Ya no había tiempo de regresar a su casa, así que esa noche descansaría en el hogar de sus padres. Comprobaba que todas las persianas estaban cerradas y se preparaba el sofá. Pero tumbada y a oscuras veía su enorme error, pensaba sobre sus consecuencias y concluía que sus acciones egoístas habían llegado demasiado lejos. Empero, había decidido que se darían juntos una segunda oportunidad. A fin de cuentas, todo había sido promovido por el cariño que les profesaba. Ella sólo les había correspondido con la misma moneda. Sus padres le habían dado la vida y la hija les devolvía el favor regalándole sus dones y evitando de paso su condenación eterna.
Pero sus ancianos padres dependían para siempre de sus cuidados, porque no podían valerse por sí mismos de ninguna de las maneras. Seguirían ellos viviendo sus vidas austeras de sensaciones, enclaustrados en casa, ignorantes del día, ajenos de la noche, inconscientes de sus condiciones, ausentes de sus legados.
Incluso desconocían que sus certificados de defunción reposaban en el registro civil hacía ya 30 años.

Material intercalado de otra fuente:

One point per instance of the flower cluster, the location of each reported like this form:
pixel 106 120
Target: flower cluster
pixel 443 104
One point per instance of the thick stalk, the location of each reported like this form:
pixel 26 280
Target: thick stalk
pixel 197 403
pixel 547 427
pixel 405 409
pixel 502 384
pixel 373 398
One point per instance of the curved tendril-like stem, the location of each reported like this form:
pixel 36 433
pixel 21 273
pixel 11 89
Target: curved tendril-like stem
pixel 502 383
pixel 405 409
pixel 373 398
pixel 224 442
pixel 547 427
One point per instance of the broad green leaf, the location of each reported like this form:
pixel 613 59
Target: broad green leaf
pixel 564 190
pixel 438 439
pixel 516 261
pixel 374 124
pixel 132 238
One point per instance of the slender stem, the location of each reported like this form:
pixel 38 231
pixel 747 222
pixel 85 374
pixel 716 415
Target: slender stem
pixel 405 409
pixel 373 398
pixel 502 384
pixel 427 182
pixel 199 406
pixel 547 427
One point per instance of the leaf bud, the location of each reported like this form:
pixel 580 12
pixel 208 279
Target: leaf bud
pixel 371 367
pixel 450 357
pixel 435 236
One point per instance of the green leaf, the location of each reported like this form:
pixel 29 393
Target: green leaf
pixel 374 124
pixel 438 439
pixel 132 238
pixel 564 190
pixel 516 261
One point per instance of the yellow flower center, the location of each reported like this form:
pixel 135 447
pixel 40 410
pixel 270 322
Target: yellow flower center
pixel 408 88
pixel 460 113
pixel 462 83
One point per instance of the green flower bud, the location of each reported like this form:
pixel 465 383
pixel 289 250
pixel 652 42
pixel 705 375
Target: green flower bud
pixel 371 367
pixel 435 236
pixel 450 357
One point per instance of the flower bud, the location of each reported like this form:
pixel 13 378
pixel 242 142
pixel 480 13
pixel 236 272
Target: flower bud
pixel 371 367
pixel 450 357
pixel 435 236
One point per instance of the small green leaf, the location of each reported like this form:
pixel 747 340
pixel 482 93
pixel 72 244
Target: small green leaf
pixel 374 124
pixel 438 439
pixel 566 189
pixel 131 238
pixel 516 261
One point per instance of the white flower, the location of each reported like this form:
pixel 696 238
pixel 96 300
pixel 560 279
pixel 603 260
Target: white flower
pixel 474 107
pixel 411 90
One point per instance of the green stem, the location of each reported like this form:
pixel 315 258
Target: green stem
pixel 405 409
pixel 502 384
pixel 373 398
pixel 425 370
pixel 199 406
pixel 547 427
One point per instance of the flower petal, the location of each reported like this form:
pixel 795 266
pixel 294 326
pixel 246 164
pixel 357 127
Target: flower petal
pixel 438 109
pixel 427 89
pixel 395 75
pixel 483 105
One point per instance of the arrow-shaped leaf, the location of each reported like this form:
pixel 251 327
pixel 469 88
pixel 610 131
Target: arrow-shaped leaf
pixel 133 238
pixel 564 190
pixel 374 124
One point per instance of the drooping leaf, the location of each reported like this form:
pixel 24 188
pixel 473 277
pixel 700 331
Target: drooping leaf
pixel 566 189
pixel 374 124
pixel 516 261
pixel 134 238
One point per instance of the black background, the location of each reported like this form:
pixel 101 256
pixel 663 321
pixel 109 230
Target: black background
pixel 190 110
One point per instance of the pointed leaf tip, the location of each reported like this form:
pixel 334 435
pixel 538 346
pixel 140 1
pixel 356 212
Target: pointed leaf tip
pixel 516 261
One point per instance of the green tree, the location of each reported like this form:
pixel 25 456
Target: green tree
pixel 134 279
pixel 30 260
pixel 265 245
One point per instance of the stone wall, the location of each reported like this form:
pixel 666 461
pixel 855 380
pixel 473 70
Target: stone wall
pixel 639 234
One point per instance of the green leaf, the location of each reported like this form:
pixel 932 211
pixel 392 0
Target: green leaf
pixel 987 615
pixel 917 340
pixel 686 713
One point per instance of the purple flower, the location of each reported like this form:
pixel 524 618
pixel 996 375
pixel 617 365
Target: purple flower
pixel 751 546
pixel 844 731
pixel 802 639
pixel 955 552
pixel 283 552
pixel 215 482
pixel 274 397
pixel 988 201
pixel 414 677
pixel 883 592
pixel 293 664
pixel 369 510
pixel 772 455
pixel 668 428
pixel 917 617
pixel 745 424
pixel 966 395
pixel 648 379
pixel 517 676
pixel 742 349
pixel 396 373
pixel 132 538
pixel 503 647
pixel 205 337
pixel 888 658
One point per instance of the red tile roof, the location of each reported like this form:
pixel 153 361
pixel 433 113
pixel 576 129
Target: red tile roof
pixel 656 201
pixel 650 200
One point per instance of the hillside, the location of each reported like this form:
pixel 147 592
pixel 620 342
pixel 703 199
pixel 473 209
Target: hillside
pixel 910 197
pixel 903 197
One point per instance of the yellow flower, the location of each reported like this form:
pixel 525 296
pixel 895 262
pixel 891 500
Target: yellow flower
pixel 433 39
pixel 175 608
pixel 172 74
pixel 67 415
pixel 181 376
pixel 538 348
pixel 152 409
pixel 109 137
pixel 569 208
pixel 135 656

Ella pensaba que un matrimonio ejemplar, en todos los aspectos, capaz de soportarse mutuamente y solo cobijados en el amor, hasta llegar a celebrar las bodas de platino, podía seguir eternamente su idílica historia, pero por alguna razón, el cerebro no está preparado para soportar la omnipresencia de una misma persona durante más años de los debidos. Esta coexistencia marital se tornará en un martirio, una ves pasado el centenario, y en estos últimos cinco años había sido un calvario la convivencia mutua. Simplemente, no se soportaban, no había ya nada más que decirse y cada uno buscaba su liberación en el otro. Reclamaban su derecho a quedarse viudos algún día, como todo humano viviente. Poderse echar de menos, quizá derramar unas lágrimas, de tarde en tarde, pero sin llegar a un día más para ver la misma cara sempiterna de la otra persona. Y menos todavía, sumidos en un encierro involuntario, guardados bajo llave por su hija, condenados de por vida a encontrarse en cada rincón de la casa.
Es por eso que ya no se hacían preguntas, y, en ningún momento cuestionaban las extrañas circunstancias de sus vidas. Sus cerebros funcionaban despacio, a impulsos primarios, reteniendo un odio, que más tarde o más temprano salía a relucir en forma descarnada y violenta.